I was trying to learn and use cython to speed up my personal project but I noticed something weird.
Example:
Trying out on rbf_network example from http://nealhughes.net/cython1/
import pyximport; pyximport.install()
from src.test_cython import rbf_network # File1: /src/test_cython.pyx
# from src.test import rbf_network # File2: /src/test.py
import time
import cProfile
import numpy as np
def fun():
D = 5
N = 1000
X = np.array([np.random.rand(N) for d in range(D)]).T
beta = np.random.rand(N)
theta = 10
rbf_network(X, beta, theta)
# With CProfile
cProfile.run('fun()', sort='cumtime')
# Without Cprofile
start = time.time()
fun()
print("Time without CProfile: ", time.time() - start)
Both File1 and File2 contain:
from math import exp
import numpy as np
def rbf_network(X, beta, theta):
N = X.shape[0]
D = X.shape[1]
Y = np.zeros(N)
for i in range(N):
for j in range(N):
r = 0
for d in range(D):
r += (X[j, d] - X[i, d]) ** 2
r = r**0.5
Y[i] += beta[j] * exp(-(r * theta)**2)
return Y
Output on File1 (cythonized):
13 function calls in 3.920 seconds
Ordered by: cumulative time
ncalls tottime percall cumtime percall filename:lineno(function)
1 0.000 0.000 3.920 3.920 {built-in method builtins.exec}
1 0.000 0.000 3.920 3.920 <string>:1(<module>)
1 0.000 0.000 3.920 3.920 run.py:138(fun)
1 3.920 3.920 3.920 3.920 {src.test_cython.rbf_network}
1 0.000 0.000 0.000 0.000 run.py:141(<listcomp>)
6 0.000 0.000 0.000 0.000 {method 'rand' of 'mtrand.RandomState' objects}
1 0.000 0.000 0.000 0.000 {built-in method numpy.core.multiarray.array}
1 0.000 0.000 0.000 0.000 {method 'disable' of '_lsprof.Profiler' objects}
Time without CProfile: 3.899562120437622
Output on File2 (non cython):
1000014 function calls in 13.193 seconds
Ordered by: cumulative time
ncalls tottime percall cumtime percall filename:lineno(function)
1 0.000 0.000 13.193 13.193 {built-in method builtins.exec}
1 0.000 0.000 13.193 13.193 <string>:1(<module>)
1 0.000 0.000 13.193 13.193 run.py:138(fun)
1 7.948 7.948 13.193 13.193 test.py:4(rbf_network)
1000000 5.245 0.000 5.245 0.000 {built-in method math.exp}
1 0.000 0.000 0.000 0.000 run.py:141(<listcomp>)
6 0.000 0.000 0.000 0.000 {method 'rand' of 'mtrand.RandomState' objects}
1 0.000 0.000 0.000 0.000 {built-in method numpy.core.multiarray.array}
1 0.000 0.000 0.000 0.000 {built-in method numpy.core.multiarray.zeros}
1 0.000 0.000 0.000 0.000 {method 'disable' of '_lsprof.Profiler' objects}
Time without CProfile: 4.139716863632202
In short, Cythonized code seems to improve from 13.19 sec to 3.920 sec when measured using cProfile, but when measured using inbuilt time, the improvement is really only from 4.13 sec to 3.89 sec.
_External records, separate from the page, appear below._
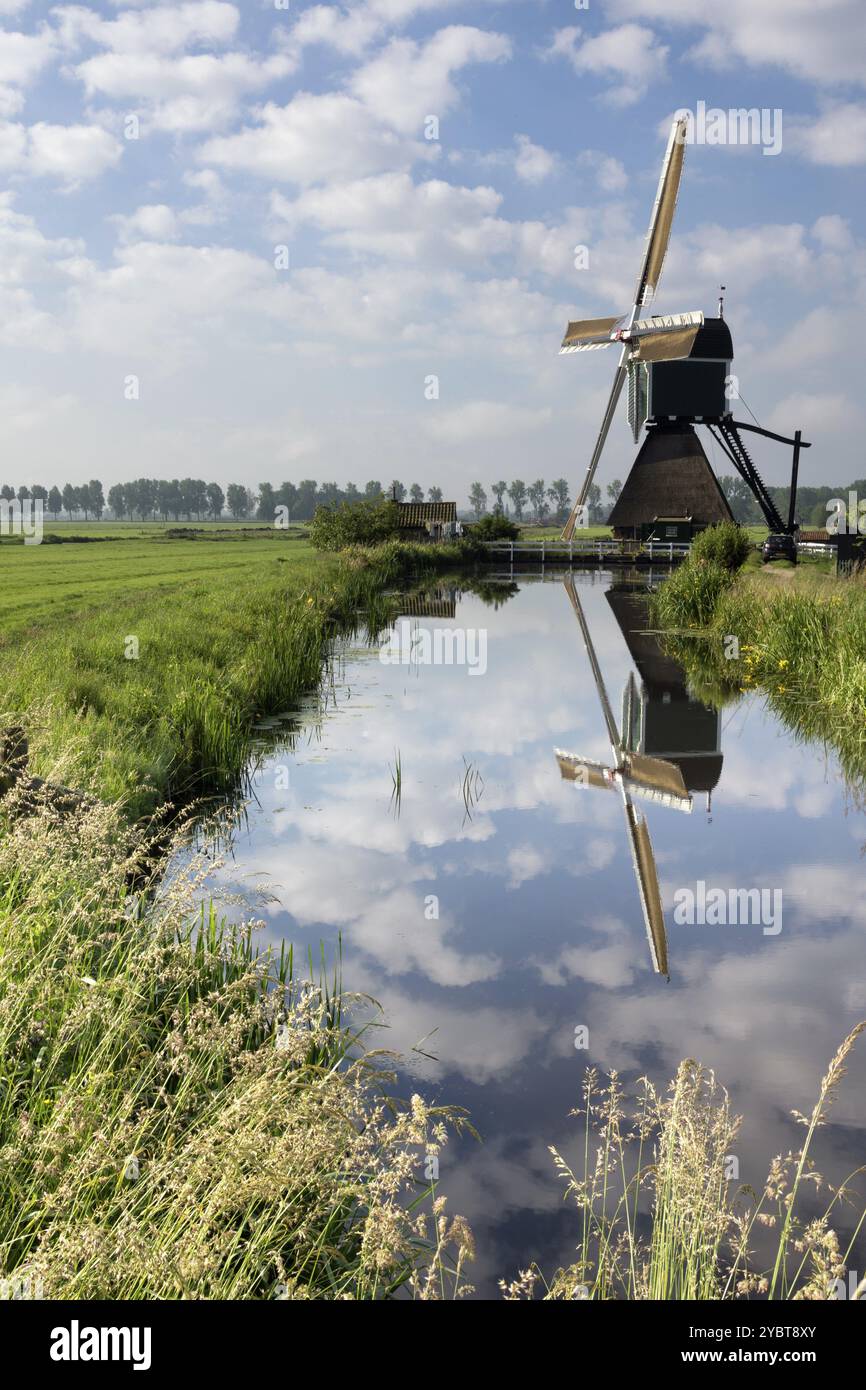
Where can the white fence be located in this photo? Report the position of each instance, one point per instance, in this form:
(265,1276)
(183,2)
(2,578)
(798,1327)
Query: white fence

Cython does provide some speedup (even when used naively) but measuring the speed-up by time profilers seems to inflate the results. Perhaps these time profilers benefit by using cython more than the core code. Is this true or am I doing something wrong?
Edit: Also, I am not sure why the {built-in method math.exp} is not tracked by cProfile in the cythonized code.
The python profile module docs address this directly
Note The profiler modules are designed to provide an execution profile for a given program, not for benchmarking purposes (for that, there is timeit for reasonably accurate results). This particularly applies to benchmarking Python code against C code: the profilers introduce overhead for Python code, but not for C-level functions, and so the C code would seem faster than any Python one.